Pero no me detengo, sigo luchando contra la sensación de debilidad que me somete, e incluso termino liberando unos cuantos quejidos exasperados producto de mi determinación. No estoy dispuesta a dejarme abrumar por el hecho de no poder tener control sobre mí.

Tras unos segundos de gran esfuerzo, mis ojos logran captar algunas siluetas a través de la abertura que mis párpados consiguieron originar al abrirse un tanto, sin embargo, la calma está lejos de acudir a mí. Y es que, aunque recuperé el movimiento de mis extremidades de forma exigua, sólo puedo reparar en que no puedo reconocer dónde estoy, ni mucho menos con quién porque una estela espesa en mi visión me impide hacerlo, y no dejo de rumiar tampoco en el cómo es que me encuentro en esta situación, ni por qué. Peor aún, el recobrar al fin la capacidad de la que gozan mis sentidos sólo hizo que notara algo de lo que no me había percatado antes: me encuentro sentada en un mullido asiento, pero no de sofá o de alguna silla acolchonada, sino que el de un auto... uno en desplazamiento.

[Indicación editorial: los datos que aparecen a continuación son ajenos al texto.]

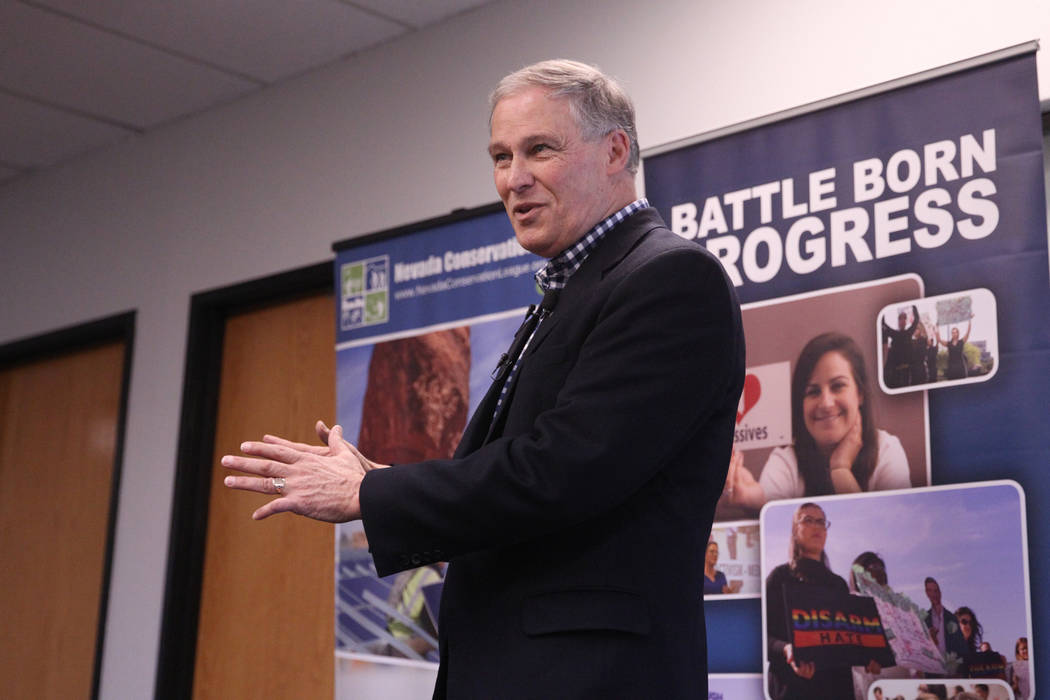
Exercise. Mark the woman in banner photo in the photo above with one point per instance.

—Det... de-ten... —Intento formular sin éxito.

Probablemente mis balbuceos fueron escuchados por el conductor del auto en el que voy y fue aquello lo que ocasionó que éste decidiera frenar.

Y no sé por qué, pero presiento que eso no es algo bueno.

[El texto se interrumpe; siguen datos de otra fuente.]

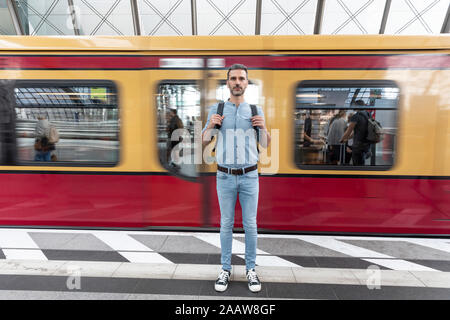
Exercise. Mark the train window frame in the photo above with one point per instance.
(32, 83)
(200, 83)
(351, 83)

Oigo el sonido que emite la puerta del vehículo al abrirse, tras ello, percibo que el auto parece deshacerse de un peso, luego, escucho aquella puerta abierta cerrándose. El desespero parece avivar mis latidos en cuanto advierto que la puerta a mi costado es abierta desde el exterior. Encaro a la persona, o más bien, a la figura negruzca que se halla junto a mí sin tener realmente una idea sobre lo que debería hacer exactamente.

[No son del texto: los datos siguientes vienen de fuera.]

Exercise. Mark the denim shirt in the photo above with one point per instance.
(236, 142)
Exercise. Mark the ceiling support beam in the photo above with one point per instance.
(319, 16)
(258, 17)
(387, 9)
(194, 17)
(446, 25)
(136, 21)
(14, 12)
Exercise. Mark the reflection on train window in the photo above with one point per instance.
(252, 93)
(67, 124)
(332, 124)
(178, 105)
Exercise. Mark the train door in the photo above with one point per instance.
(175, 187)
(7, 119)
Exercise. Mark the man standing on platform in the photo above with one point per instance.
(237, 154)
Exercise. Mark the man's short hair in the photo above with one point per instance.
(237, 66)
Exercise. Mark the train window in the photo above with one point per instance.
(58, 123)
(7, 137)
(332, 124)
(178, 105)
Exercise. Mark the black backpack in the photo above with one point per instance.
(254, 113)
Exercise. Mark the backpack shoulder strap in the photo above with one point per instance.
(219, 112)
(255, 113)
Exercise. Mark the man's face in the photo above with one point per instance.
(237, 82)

Todavía no logro abrir del todo los ojos, por ello es que no consigo tener una vista clara del tipo que está a mi lado, por fuera del vehículo; sin embargo, un recuerdo reciente que revive en mi mente me concede la rápida imagen de una persona que sólo me devuelve la turbación desagradable que, estoy segura, experimenté hace un rato atrás.

—Te odio —enuncio precipitadamente.

—Vaya —responde, y me estremezco—. Sin duda eso no era algo que hubiese querido escuchar, pero creo que era de esperarse.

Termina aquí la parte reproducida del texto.